Honestly we should be storing the id and not the whole object in the
session. Good catch!

Sean

Il giorno 23/lug/07, alle ore 15:44, Sean C. ha scritto:

Before we jump the gun, we have no real idea how the attack was
accomplished. The core team is pouring over the log files to find
more
information. I agree that the class-variable thing is kind of bad
practice, but it’s set at the beginning of every request (and Rails
only
handles one at a time), so there will be no issue with a race
condition.

Ok I undestrood :slight_smile:
I only made a thought about the class variable…but now I understood
that it’s not a problem…thank u :wink:

John W. Long wrote:

This is just an FYI, but in the interests of full disclosure you should
be aware that the main Radiant site (http://radiantcms.org) was
exploited on May 15th this year. The attacker added an invisible link on
the homepage to another Web site. At the moment we don’t know if this
was the result of an exploit on the Radiant CMS software itself, or if
the attacker used some other means. In either case the attacker managed
to create an admin user for himself and add his link to the homepage
layout. I was only made aware of the problem late last night and we are
still looking into it.

Has anyone else been the victim of an attack on a Radiant Web site? Can
anyone shed light on how the attacker would be able to do this?


John L.
http://wiseheartdesign.com

Hi John,

Contact me at my email address cptflam [at] gmail.com -

I found the security hole.

Sylvain

Sylvain Gibier wrote:

Contact me at my email address cptflam [at] gmail.com -

I found the security hole.

Sylvian did indeed find a security hole in the radiantcms.org
configuration. It wasn’t a security problem in Radiant per se, but it
was a problem with the way Radiant was configured on my host. However
the hole it uncovered is something that may affect ANY Radiant
application running on a shared host.

To gain access to the admin pages of radiantcms.org Sylvian used Firefox
2.0 with the Web D. extension which allows you to see the current
cookies for a page. Here is how he got access to the Radiant admin:

  1. He first logged on to the admin part of the demo site:

    http://demo.radiantcms.org/admin/pages

  2. Then he opened up another tab an initialized a new session hitting
    this URL:

    http://radiantcms.org/admin/login

  3. He then changed the _session_id cookie to the value used by the demo
    site using the Web D. extension in Fox.
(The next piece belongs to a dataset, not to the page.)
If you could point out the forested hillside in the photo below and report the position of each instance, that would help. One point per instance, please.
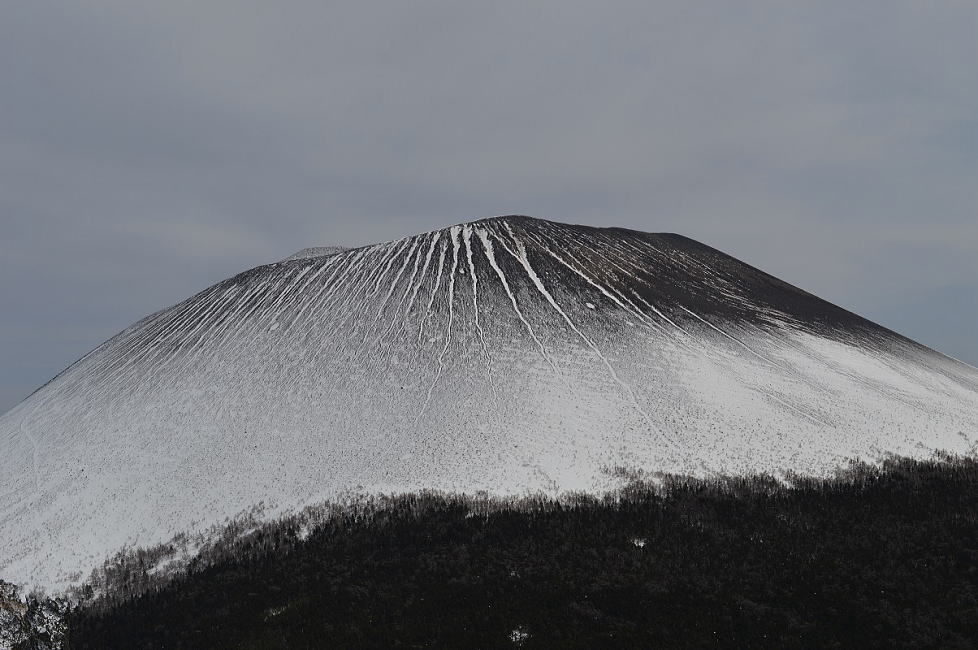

  4. With the correct cookie set he could now bypass the login screen and
    hit the following URL:

    http://www.radiantcms.org/admin/pages

The reason this worked is that the CGI session stuff is configured by
default to place sessions in /tmp for all Ruby applications. Both the
demo application and the version of Radiant powering the Radiant Web
site were configured to use this default. This effectively meant that
they could share the same sessions the _session_id cookie was set up
correctly.

I fixed the problem by following the advice of this article:

TextDrive Weblog: On Rails sessions

Which recommended that you place the following line in
config/environment.rb:

ActionController::CgiRequest::DEFAULT_SESSION_OPTIONS.update(:tmpdir
=> File.join(RAILS_ROOT, ‘/tmp’))

We will probably be switching to ActiveRecord based sessions to avoid
this in the future. In the mean time, people running Radiant sites
should take note of the above ESPECIALLY THOSE USING A SHARED HOST!!!


John L.
http://wiseheartdesign.com

Thanks for the update and details John.